Re: [PATCH v3 linux-trace 1/8] tracing: attach eBPF programs to tracepoints and syscalls

Steven Rostedt <rostedt@xxxxxxxxxxx> · Tue, 10 Feb 2015 16:53:59 -0500

On Tue, 10 Feb 2015 11:53:22 -0800
Alexei Starovoitov <ast@xxxxxxxxxxxx> wrote:

> On Tue, Feb 10, 2015 at 5:05 AM, Steven Rostedt <rostedt@xxxxxxxxxxx> wrote:
> > On Mon, 9 Feb 2015 22:10:45 -0800
> > Alexei Starovoitov <ast@xxxxxxxxxxxx> wrote:
> >
> >> One can argue that current TP_printk format is already an ABI,
> >> because somebody might be parsing the text output.
> >
> > If somebody does, then it is an ABI. Luckily, it's not that useful to
> > parse, thus it hasn't been an issue. As Linus has stated in the past,
> > it's not that we can't change ABI interfaces, its just that we can not
> > change them if there's a user space application that depends on it.
> 
> there are already tools that parse trace_pipe:
> https://github.com/brendangregg/perf-tools

Yep, and if this becomes a standard, then any change that makes
trace_pipe different will be reverted.

> 
> > and expect some events to have specific fields. Now we can add new
> > fields, or even remove fields that no user space tool is using. This is
> > because today, tools use libtraceevent to parse the event data.
> 
> not all tools use libtraceevent.
> gdb calls perf_event_open directly:
> https://sourceware.org/git/gitweb.cgi?p=binutils-gdb.git;a=blob;f=gdb/nat/linux-btrace.c
> and parses PERF_RECORD_SAMPLE as a binary.
> In this case it's branch records, but I think we never said anywhere
> that PERF_SAMPLE_IP | PERF_SAMPLE_ADDR should come
> in this particular order.

What particular order? Note, that's a hardware event, not a software
one.

> 
> > This is why I'm nervous about exporting the parameters of the trace
> > event call. Right now, those parameters can always change, because the
> > only way to know they exist is by looking at the code. And currently,
> > there's no way to interact with those parameters. Once we have eBPF in
> > mainline, we now have a way to interact with the parameters and if
> > those parameters change, then the eBPF program will break, and if eBPF
> > can be part of a user space tool, that will break that tool and
> > whatever change in the trace point that caused this breakage would have
> > to be reverted. IOW, this can limit development in the kernel.
> 
> it can limit development unless we say that bpf programs
> that attach to tracepoints are not part of ABI.
> Easy enough to add large comment similar to perf_event.h

Again, it doesn't matter what we say. Linus made that very clear. He
stated if you provide an interface, and someone uses that interface for
a user space application, and they complain if it breaks, that is just
reason to revert whatever broke it.

> 
> > Al Viro currently does not let any tracepoint in VFS because he doesn't
> > want the internals of that code locked to an ABI. He's right to be
> > worried.
> 
> Same with networking bits. We don't want tracepoints to limit
> kernel development, but we want debuggability and kernel
> analytics.
> All existing tracepoints defined via DEFINE_EVENT should
> not be an ABI.

I agree, but that doesn't make it so :-/

> But some maintainers think of them as ABI, whereas others
> are using them freely. imo it's time to remove ambiguity.
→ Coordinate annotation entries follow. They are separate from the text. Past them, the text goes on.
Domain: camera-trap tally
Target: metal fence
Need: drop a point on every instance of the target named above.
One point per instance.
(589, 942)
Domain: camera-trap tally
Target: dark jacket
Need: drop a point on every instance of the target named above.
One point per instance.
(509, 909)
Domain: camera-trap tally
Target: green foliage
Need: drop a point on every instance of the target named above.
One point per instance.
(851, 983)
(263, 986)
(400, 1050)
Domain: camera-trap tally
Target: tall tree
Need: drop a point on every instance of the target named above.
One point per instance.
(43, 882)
I would love to, and have brought this up at Kernel Summit more than
once with no solution out of it.

> 
> The idea for new style of tracepoints is the following:
> introduce new macro: DEFINE_EVENT_USER
> and let programs attach to them.

We actually have that today. But it's TRACE_EVENT_FLAGS(), although
that should be cleaned up a bit. Frederic added it to label events that
are safe for perf non root. It seems to be used currently only for
syscalls.

> These tracepoint will receive one or two pointers to important
> structs only. They will not have TP_printk, assign and fields.
> The placement and arguments to these new tracepoints
> will be an ABI.
> All existing tracepoints are not.

TP_printk() is not really an issue.

> 
> The main reason to attach to tracepoint is that they are
> accessible without debug info (unlike kprobe)
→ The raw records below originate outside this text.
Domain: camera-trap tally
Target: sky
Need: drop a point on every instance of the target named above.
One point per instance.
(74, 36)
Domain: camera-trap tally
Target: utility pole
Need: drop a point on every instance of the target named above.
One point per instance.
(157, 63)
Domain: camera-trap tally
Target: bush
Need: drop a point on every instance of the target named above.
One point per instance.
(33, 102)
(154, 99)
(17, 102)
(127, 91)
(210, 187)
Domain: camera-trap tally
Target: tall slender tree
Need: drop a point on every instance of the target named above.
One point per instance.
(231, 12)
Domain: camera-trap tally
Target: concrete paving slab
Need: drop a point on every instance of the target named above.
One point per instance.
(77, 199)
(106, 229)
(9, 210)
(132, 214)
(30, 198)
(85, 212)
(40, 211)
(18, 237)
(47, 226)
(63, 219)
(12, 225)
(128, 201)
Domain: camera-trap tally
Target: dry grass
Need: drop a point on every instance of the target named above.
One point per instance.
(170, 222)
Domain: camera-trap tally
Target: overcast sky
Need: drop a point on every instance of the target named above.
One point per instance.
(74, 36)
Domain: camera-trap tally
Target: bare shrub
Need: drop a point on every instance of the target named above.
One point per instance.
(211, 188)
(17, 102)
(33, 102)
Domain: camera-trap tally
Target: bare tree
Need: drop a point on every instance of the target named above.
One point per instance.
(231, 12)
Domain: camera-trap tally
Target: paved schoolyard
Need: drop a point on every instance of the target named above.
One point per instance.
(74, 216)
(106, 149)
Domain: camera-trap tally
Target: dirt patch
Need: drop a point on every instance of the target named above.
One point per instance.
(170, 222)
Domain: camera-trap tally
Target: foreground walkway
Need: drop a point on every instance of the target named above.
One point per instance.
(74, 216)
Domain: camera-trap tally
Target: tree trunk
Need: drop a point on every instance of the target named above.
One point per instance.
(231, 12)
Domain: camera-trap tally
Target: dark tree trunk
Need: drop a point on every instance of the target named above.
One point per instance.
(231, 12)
That is, if you have a special bpf call to access variables, right? How
else do you access part of a data structure.

> Another reason is speed. tracepoints are much faster than
> optimized kprobes and for real-time analytics the speed
> is critical.
> 
> The position of new tracepoints and their arguments
> will be an ABI and the programs can be both.

You means "special tracepoints" one that does export the arguments?

Question is, how many maintainers will add these, knowing that they
will have to be forever maintained as is.

> If program is using bpf_fetch*() helpers it obviously
> wants to access internal data structures, so
> it's really nothing more, but 'safe kernel module'
> and kernel layout specific.
> Both old and new tracepoints + programs will be used
> for live kernel debugging.
> 
> If program is accessing user-ized data structures then

Technically, the TP_struct__entry is a user-ized structure.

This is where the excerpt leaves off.